Créer des temps collectifs en visio
Notre organisation repose sur trois temps collectifs en visio hebdomadaires :
- Des rétros : 30 min durant lesquelles nous partageons nos réussites et difficultés professionnelles et personnelles dans la semaine passée (donc 2 à 3 min/personne)
- Des réunions de triage : 45min pour prendre toutes les décisions de la coopérative, s'assurer du bon avancement des tâches et des projets ;
- Des démos : 40min deux fois par mois où un·e coopérateur·ice présente ce qu'iel a envie, en rapport avec son métier ou non. Les dernières démos ont par exemple porté sur : un retour d'expérience du festival engagé « Les Résistantes », une visite commentée des arbres de Lille, une présentation sur les neuro-sciences, le handicap et le machine learning…

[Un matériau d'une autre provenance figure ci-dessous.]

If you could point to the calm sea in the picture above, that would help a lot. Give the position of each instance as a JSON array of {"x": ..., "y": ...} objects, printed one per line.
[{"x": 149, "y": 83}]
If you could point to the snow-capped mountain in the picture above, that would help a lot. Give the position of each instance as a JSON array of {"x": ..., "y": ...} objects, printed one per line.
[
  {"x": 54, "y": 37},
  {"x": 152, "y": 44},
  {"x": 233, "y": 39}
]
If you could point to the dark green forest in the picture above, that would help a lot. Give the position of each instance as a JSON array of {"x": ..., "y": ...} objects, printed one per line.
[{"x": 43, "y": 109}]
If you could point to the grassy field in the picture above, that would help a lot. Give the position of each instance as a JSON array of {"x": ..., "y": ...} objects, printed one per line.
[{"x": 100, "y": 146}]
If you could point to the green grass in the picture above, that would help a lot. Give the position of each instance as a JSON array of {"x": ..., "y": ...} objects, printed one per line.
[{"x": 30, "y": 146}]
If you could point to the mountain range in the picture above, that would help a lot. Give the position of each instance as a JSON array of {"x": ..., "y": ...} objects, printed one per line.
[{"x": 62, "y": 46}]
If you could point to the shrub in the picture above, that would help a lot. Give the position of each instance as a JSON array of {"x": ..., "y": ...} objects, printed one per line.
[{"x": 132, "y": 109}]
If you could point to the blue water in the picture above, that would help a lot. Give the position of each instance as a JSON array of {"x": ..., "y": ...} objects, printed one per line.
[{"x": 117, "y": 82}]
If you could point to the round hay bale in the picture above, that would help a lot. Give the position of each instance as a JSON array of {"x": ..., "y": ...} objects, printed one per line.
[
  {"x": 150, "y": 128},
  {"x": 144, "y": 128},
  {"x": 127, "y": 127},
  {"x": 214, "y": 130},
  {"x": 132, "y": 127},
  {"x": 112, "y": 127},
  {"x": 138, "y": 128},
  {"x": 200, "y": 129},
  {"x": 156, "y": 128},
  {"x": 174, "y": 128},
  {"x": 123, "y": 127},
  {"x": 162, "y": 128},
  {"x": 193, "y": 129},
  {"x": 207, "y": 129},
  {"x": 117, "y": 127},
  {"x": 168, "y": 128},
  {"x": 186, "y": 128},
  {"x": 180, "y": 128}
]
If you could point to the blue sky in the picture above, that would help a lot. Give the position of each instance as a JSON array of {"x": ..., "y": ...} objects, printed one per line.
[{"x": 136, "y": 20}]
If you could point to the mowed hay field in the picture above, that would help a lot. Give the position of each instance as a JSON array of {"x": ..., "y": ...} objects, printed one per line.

Même si personne ne partage des trucs très personnel durant les rétros, ces moments me donnent plus l'impression de connaître mes collègues et leur vie que dans mes jobs précédents. — Ludovic
Pour permettre ces temps collectifs, nous disposons de l'outil de visio-conférence Big Blue Button (fourni par Paquerette) ainsi que la messagerie instantanée (actuellement Slack).
Une expérience réussie
Nous sommes conscient·es que notre expérience de télétravail ne pourrait pas être généralisée à toute personnalité et à toute profession et que c'est une chance de pouvoir la mettre en place. Nous espérons que certains éléments décrits ici peuvent être repris et ainsi aider à mettre en place un télétravail efficace et émancipateur. Chez TelesCoop, ça marche.
1 Une seule personne à TelesCoop travaille en dehors de son domicile. Nous ne sommes globalement pas adeptes des espaces de co-working.